Russia's economy could suffer a 'deep' recession that cuts GDP by 11% as sanctions sharpen, JPMorgan says
- JP Morgan researchers predict that Russia's GDP will shrink 11% due to Western sanctions.
- After its 1998 debt crisis, it only shrank 5.3%.
Western governments are betting that their sanctions against Russia will be a blow to the country — and so far, it looks like they may be right.
A new report from JP Morgan says that the sanctions, enacted after Russia invaded Ukraine last week, could lead to a "deep" recession. They forecast that Russia's GDP will drop 11%.
"The sanctions will hit their mark on the Russian economy," the researchers wrote.
A GDP decline of this magnitude echoes the country's 1998 debt crisis, when the country also experienced financial turmoil and the collapse of its ruble. Researchers say that sanctions against the central bank, as well as cutting off Russia from the Society for Worldwide Interbank Financial Telecommunication (SWIFT), will further disrupt the money it makes from selling goods and services overseas. They also emphasized that "capital flight" — the flow of money and assets out of a country during a crisis — is leading the central bank to raise interest rates, as thousands of Russia's middle class have already attempted to flee.
The sanctions aim to put pressure on Russia's wealthy, oligarch class, but it's the country's middle class that is experiencing the biggest blow. As a result of the financial turmoil, the Russian middle-class is less able to pay off their debts, less able to take out loans due to rising interest rates, and is contending with the rising price of goods.
Sanctions are shutting Russia out of the global economy, a network it needs to survive financially
The recession that JP Morgan researchers predict could come sooner rather than later. Evgeny Nadorshin, the chief economist at the Moscow-based PF Capital, told Insider's Juliana Kaplan it could even begin next month.
That's because, as JP Morgan researchers point out, the sanctions undermine the two "pillars" that promote the country's stability: foreign exchange reserves in the Central Bank of Russia that lets it participate in the global economy; and the ratio of Russia's exports versus its imports. At the end of last year, Russia was exporting more and operating on a surplus of income.
In fact, for the past few years, Russian President Vladimir Putin tried to insulate his country from the impact of potential sanctions from foreign powers. In 2014, the US and Europe sanctioned Russia's finance, defense, and oil industries due to Russia's annexation of Crimea. Russia cut more than half of its central bank's share of US dollars, instead increasing its supply of gold and investing in the Chinese yuan.
Its latest challenge, brought on by sanctions from the United States, United Kingdom, Taiwan, and others, is looking to be insurmountable for Russia's economy. In comparison to the researchers' contraction prediction of 11% for Russia's GDP this year, the country's GDP shrank only 5.3% in 1998.

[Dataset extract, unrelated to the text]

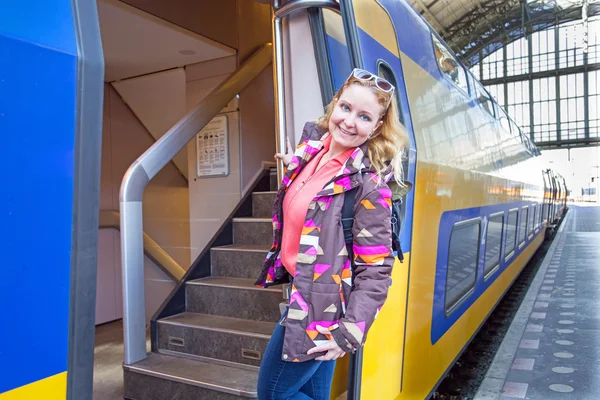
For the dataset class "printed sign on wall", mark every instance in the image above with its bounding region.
[196,115,229,178]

Russia was "not a pariah in the world economy before this," Oleg Itskhoki, an economics professor at the University of California, Los Angeles, told Insider, saying that its removal from the global stage would be devastating for it.
NATO members cutting Russian banks from SWIFT — the Belgian communications system that serves as a neutral platform for banks worldwide to chat about financial transfers, transactions, and trades — is one of the most powerful sanctions they can enact, for instance. And although the move seemed drastic to some governments only last week, they're beginning to ice Russia out. JP Morgan researchers say it's one component of a dire picture for the country's economy.
"The problem is complete isolation of Russia from the rest of the world, which is indeed a catastrophe in many different ways," Itskhoki said, "an economic catastrophe being only one of them."